Witness an electron’s point of view from inside a particle accelerator.
I’ve spent years photographing rare and valuable instruments, most of them musical. But this is something else entirely.
The Australian Synchrotron from Above:
It’s a particle accelerator—specifically, the Australian Synchrotron, a scientific machine the size of an entire city block. It’s a place where electrons race at near-light speeds, bending to magnetic forces to produce beams of light a million times brighter than the sun, used to study everything from nano-tech to cultural heritage.
Inside the Cryogenic Undulator:
This particular section is the Cryogenic Undulator which is about to be attached to the main beamline. Once installed, it will be cooled, and placed under vacuum. It will not be opened again for at least 50 to 60 years.
Despite being a scientific instrument, the cryogenic undulator behaves a lot like a musical instrument. Electrons are fired down this shaft in tight, synchronized pulses. The intensely powerful magnets on the lefthand side cause the particles to wiggle ever so slightly, much like the string of a fine cello.
That tiny movement sets off a cascade of electromagnetic harmonics—resonances that scientists use to probe the hidden structures of our universe.
If you translate the electromagnetic vibrations produced by the undulator into sound, you can hear what the process actually “sounds” like.

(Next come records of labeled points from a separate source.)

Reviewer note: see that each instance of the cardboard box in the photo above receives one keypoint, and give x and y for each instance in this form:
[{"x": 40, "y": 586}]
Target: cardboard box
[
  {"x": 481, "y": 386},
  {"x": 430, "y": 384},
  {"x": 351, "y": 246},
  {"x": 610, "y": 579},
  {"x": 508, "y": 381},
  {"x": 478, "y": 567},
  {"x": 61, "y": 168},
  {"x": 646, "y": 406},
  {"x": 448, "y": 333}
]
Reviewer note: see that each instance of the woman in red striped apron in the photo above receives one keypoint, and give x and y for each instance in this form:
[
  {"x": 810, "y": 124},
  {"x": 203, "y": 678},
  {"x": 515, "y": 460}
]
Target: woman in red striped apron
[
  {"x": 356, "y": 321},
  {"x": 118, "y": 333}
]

Listen to these two clips—this is science singing:
🎵 [WAV File 1] u17 sound 2MHz em converted to 1Hz pressurewaves
🎵 [WAV File 2] u22 sound 2MHz em converted to 1Hz pressurewaves
(courtesy of Eugene Tan, ANSTO)
To capture this hidden world, I used a medical laparoscope—normally reserved for surgery—adapted to a Lumix camera. This is the same technique I use to photograph rare musical instruments, peering inside spaces no human eye would otherwise see.
Photographing the Cryogenic Undulator with a 5mm Laparoscope:
Each photograph is a combination of hundreds of individual frames, blended using focus-stacking and panorama techniques to bring out every fine detail from the foreground to infinity.
This photography session was an extremely rare opportunity, and I'd like to thank the friendly and helpful staff at the Australian Synchrotron, especially Eugene Tan, Senior Accelerator Physicist, who's idea this was in the first place!